Local Airport Advisory (LAA) is basically the same service that used to be known as just plain Airport Advisory (AA) years ago. The reason for the change in terminology is that there are two similar types of services that were added over the years called Remote Airport Advisory (RAA) and Remote Airport Information Service (RAIS). Both of these are different because of the fact that they are provided by FSS personnel not located at the airport where the service is provided. Neither of these types of services are available in Alaska so I will not go into any more detail about them here.
Local Airport Advisory (LAA) is a service provided by FSS facilities, which are located on the landing airport, have a discrete ground-to-air communications frequency or the tower frequency when the tower is closed, automated weather reporting with voice broadcasting, and a continuous ASOS/AWOS data display, other continuous direct reading instruments, or manual observations available to the specialist. Participation in the program is not mandatory but is encouraged. Safety is enhanced when everyone participates.
The Alaska Supplement lists this service at airports where it is available. Benefits include; weather information, particularly current wind and altimeter setting, favored or designated runway, NOTAM and traffic information, and when requested, special VFR clearances (if conditions allow). Additional details can be found in the Aeronautical Information Manual (AIM) chapter 3, section 5 and chapter 4, section 1.
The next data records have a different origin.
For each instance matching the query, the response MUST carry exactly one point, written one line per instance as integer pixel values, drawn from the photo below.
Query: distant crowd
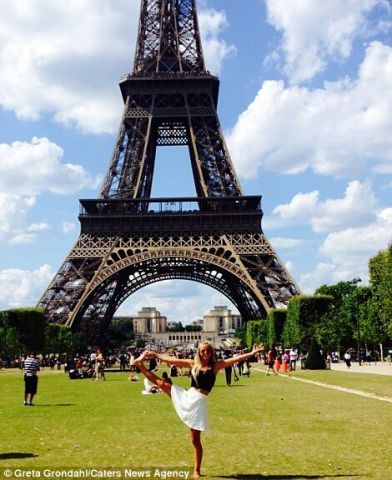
(86, 364)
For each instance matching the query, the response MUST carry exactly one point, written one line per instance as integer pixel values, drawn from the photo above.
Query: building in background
(216, 327)
(221, 320)
(149, 320)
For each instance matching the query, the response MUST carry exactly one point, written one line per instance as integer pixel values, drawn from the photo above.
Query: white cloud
(65, 57)
(338, 130)
(215, 49)
(357, 207)
(23, 288)
(354, 246)
(13, 224)
(324, 274)
(284, 242)
(28, 168)
(317, 32)
(348, 252)
(68, 227)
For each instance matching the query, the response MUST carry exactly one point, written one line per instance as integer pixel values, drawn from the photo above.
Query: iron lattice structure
(129, 240)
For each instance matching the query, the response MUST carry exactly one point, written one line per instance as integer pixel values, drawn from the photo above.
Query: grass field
(264, 427)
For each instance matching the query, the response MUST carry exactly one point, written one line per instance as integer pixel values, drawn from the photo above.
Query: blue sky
(305, 103)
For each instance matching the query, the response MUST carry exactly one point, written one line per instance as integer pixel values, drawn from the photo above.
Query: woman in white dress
(191, 405)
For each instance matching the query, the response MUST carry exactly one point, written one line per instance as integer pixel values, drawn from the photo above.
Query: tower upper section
(168, 39)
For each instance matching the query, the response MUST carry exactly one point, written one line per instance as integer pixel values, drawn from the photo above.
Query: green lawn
(261, 428)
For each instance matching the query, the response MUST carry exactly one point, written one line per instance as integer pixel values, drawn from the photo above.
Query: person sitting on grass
(191, 405)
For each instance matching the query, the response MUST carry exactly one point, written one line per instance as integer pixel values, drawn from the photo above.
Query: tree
(276, 320)
(380, 275)
(256, 332)
(304, 313)
(23, 329)
(337, 329)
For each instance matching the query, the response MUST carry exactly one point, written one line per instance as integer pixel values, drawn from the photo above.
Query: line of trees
(338, 317)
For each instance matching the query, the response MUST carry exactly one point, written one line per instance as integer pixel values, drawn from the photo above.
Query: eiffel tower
(129, 240)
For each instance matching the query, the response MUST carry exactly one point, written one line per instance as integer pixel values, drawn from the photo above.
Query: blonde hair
(197, 360)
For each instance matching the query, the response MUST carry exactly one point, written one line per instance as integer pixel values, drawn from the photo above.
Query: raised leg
(197, 451)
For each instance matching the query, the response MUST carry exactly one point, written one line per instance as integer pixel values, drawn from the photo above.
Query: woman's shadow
(12, 455)
(256, 476)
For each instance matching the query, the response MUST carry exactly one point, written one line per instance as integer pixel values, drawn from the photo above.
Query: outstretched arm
(169, 359)
(240, 358)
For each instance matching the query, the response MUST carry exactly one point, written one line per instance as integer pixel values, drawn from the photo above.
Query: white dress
(191, 407)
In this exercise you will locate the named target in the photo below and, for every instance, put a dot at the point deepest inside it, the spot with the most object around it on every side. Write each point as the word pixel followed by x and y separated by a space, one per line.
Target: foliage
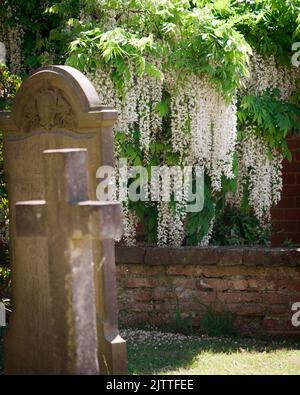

Some airports in Alaska with LAA service have a relatively new
feature called Automatic
Flight Information Service (AFIS).
This is the
FSS version of an ATIS. AFIS is the continuous broadcast of recorded
non-control information at airports in Alaska where a FSS provides LAA
service. The AFIS broadcast automates the repetitive transmission of
essential but routine information such as weather, wind, altimeter,
favored runway, breaking action, airport NOTAMs, and other applicable
information. The information is continuously broadcast over a discrete
VHF radio frequency (usually the ASOS frequency.)